On appeal, Deloitte challenged the district court’s application of the fraud-on-the-market presumption and its finding that predominance was satisfied in this case. Deloitte argued that the district court’s factual findings on the efficiency of the market for DVI securities was an abuse of discretion and that loss causation must be established as a prerequisite before invoking the presumption of reliance at the class certification stage.

In considering these issues, the Third Circuit recognized that in Basic Inc. v. Levinson, 485 U.S. 224 (1988), the United States Supreme Court established a rebuttablepresumption of investor reliance based upon the fraud-on-the-market theory. The Court reasoned that requiring proof of individualized reliance from each member of a proposed class would effectively prohibit a suit from proceeding as a class action because “individual issues then would . . . overwhelm[] the common ones.” The Third Circuit distinguished loss causation from the separate question of investor reliance, noting that loss causation requires a causal connection between an alleged material misrepresentation and a corresponding loss, whereas reliance requires a causal connection between an alleged material misrepresentation and a purchase or sale of a security.

The Third Circuit affirmed. The Court rejected the argument that plaintiffs must establish loss causation as a prerequisite to invoking the fraud-on-the-market presumption of reliance in the first instance, thereby distancing itself from the Fifth Circuit’s holding in Oscar Private Equity Investments v. Allegiance Telecom, Inc.,487 F.3d 261 (5th Cir. 2007). Instead, the Court explicitly agreed with the Second Circuit, and its ruling in In re Salomon Analyst Metromedia Litig.,544 F.3d 474 (2d Cir. 2008), finding “that a defendant’s successful rebuttal demonstrating misleading material statements or corrective disclosures did not affect the market price of the security defeats the presumption of reliance for the entire class, thereby defeating the Rule 23(b) predominance requirement.”

The Third Circuit also affirmed the district court’s refusal to certify a class with respect to Clifford Chance. Here again, the Third Circuit agreed with the Second Circuit, holding that a plaintiff cannot invoke the fraud-on-the-market presumption of reliance in a private action under Rule 10b-5(a) and (c) unless the deceptive conduct has been publicly disclosed and attributed to the actor. Because plaintiffs did not contend Clifford Chance’s alleged role in masterminding the fraudulent 10-Q was disclosed to the public, they could not invoke the presumption. Accordingly, their claim against the law firm could not be certified as a class action because individual issues of reliance predominated.

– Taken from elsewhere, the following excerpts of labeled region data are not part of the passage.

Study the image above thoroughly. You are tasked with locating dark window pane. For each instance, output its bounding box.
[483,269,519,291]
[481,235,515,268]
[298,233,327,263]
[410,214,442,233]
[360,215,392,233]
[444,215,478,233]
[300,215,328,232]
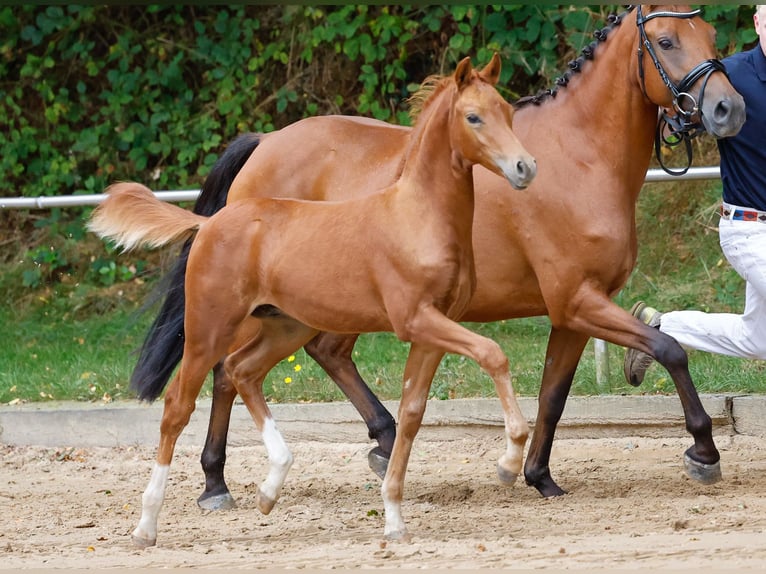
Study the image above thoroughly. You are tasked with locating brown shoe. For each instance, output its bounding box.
[622,301,662,387]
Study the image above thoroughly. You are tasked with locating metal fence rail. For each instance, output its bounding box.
[0,166,721,385]
[0,166,721,209]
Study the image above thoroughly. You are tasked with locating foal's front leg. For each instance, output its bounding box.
[382,307,529,538]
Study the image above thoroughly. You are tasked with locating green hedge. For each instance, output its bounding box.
[0,4,755,290]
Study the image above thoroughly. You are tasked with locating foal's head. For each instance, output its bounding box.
[450,54,537,189]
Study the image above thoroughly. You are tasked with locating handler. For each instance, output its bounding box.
[624,5,766,386]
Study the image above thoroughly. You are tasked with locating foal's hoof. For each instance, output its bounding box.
[684,453,723,484]
[130,534,157,550]
[385,528,412,544]
[367,446,388,480]
[255,489,277,514]
[197,492,237,511]
[497,464,519,486]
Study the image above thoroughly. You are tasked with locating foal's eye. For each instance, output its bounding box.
[657,38,673,50]
[465,114,481,126]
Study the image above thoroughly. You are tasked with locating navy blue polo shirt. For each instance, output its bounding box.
[718,45,766,211]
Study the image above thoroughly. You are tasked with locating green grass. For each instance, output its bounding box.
[0,162,766,403]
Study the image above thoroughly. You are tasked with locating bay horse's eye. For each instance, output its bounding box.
[657,38,673,50]
[465,114,481,126]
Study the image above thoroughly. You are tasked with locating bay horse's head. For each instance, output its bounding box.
[450,54,537,189]
[635,4,745,137]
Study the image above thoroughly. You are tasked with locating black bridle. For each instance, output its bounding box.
[636,4,726,175]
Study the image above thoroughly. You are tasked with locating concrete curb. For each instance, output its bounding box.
[0,395,766,447]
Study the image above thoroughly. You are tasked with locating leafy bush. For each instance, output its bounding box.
[0,4,755,294]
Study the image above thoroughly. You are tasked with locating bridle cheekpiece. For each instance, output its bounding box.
[636,4,726,175]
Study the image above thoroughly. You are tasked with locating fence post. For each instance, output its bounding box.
[593,339,609,388]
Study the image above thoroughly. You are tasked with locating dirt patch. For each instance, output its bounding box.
[0,435,766,570]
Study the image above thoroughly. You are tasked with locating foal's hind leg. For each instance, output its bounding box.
[382,307,529,538]
[306,332,396,478]
[224,317,317,514]
[133,344,230,548]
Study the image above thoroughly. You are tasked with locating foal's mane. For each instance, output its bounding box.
[514,6,635,109]
[407,74,452,124]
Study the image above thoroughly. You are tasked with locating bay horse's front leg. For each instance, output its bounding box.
[567,292,721,484]
[640,326,721,484]
[197,362,237,510]
[524,328,588,498]
[305,332,396,478]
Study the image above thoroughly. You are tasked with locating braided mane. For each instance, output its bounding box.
[514,6,634,109]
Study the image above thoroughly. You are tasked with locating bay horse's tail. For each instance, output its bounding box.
[130,133,261,401]
[88,182,207,251]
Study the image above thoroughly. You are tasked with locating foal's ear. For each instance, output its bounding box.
[479,52,502,86]
[455,56,473,90]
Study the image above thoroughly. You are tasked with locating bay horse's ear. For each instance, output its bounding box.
[455,56,473,90]
[479,52,502,86]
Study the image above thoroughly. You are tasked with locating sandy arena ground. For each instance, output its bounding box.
[0,433,766,571]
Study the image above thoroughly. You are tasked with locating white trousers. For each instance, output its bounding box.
[660,214,766,359]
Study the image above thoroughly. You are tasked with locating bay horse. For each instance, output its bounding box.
[88,54,536,547]
[132,5,744,508]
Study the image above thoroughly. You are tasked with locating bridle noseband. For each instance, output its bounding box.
[636,4,726,175]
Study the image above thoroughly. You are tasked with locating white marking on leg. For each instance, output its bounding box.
[261,417,293,502]
[381,478,407,539]
[133,463,170,545]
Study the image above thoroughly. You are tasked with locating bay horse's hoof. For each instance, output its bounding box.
[130,533,157,550]
[255,488,277,515]
[497,464,519,486]
[367,446,388,480]
[684,452,723,484]
[197,492,237,511]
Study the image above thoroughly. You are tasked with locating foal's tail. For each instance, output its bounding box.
[130,133,261,401]
[88,182,207,251]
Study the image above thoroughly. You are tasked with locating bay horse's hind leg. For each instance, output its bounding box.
[224,316,317,514]
[305,332,396,479]
[524,328,588,498]
[133,346,223,548]
[197,362,237,510]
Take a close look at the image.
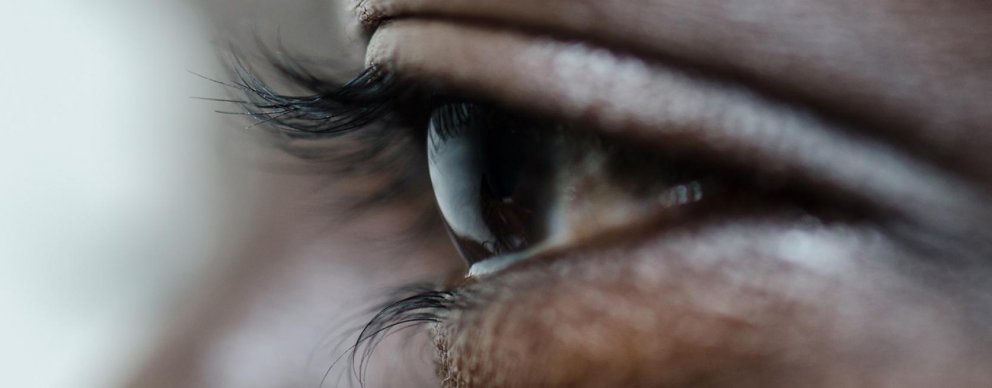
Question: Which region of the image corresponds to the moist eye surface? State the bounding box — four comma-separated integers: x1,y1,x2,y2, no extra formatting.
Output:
427,103,708,270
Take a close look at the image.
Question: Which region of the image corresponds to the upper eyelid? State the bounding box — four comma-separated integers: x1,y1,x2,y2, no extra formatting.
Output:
367,20,981,235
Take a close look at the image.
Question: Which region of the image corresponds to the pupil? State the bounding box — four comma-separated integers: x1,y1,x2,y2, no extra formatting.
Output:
428,104,555,265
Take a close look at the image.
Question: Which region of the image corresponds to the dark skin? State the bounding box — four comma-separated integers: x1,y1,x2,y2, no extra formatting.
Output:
134,0,992,387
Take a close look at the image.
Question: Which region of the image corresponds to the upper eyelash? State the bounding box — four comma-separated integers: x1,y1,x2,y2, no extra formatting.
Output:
204,45,433,212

This decision marks a middle-ground in the Circuit split concerning consideration of “loss causation”-related evidence at the class certification stage. [See our prior blog article on this topic here.] On one hand, the Fifth Circuit, under Oscar, requires that a plaintiff show price impact as a prerequisite for class certification. On the other end of the spectrum, the Seventh Circuit, in Schleicher v. Wendt,618 F.3d 679 (7th Cir. 2010), holds that a plaintiff does not need to show that a misstatement affected the market price before obtaining class certification and that, in essence, the only relevant fraud-on-the-market element is whether the issuer’s stock trades in an efficient market. In re DVI falls somewhere in between. On one hand, deciding that loss causation is not a prerequisite to class certification and, on the other, confirming that a defendant may indeed rebut the fraud-on-the-market presumption by showing an absence of price impact. The Supreme Court may soon resolve the split in Erica P. John Fund, Inc. v. Halliburton Co., No. 09-1403, a case which addresses similar issues and is set for oral argument on April 25, 2011.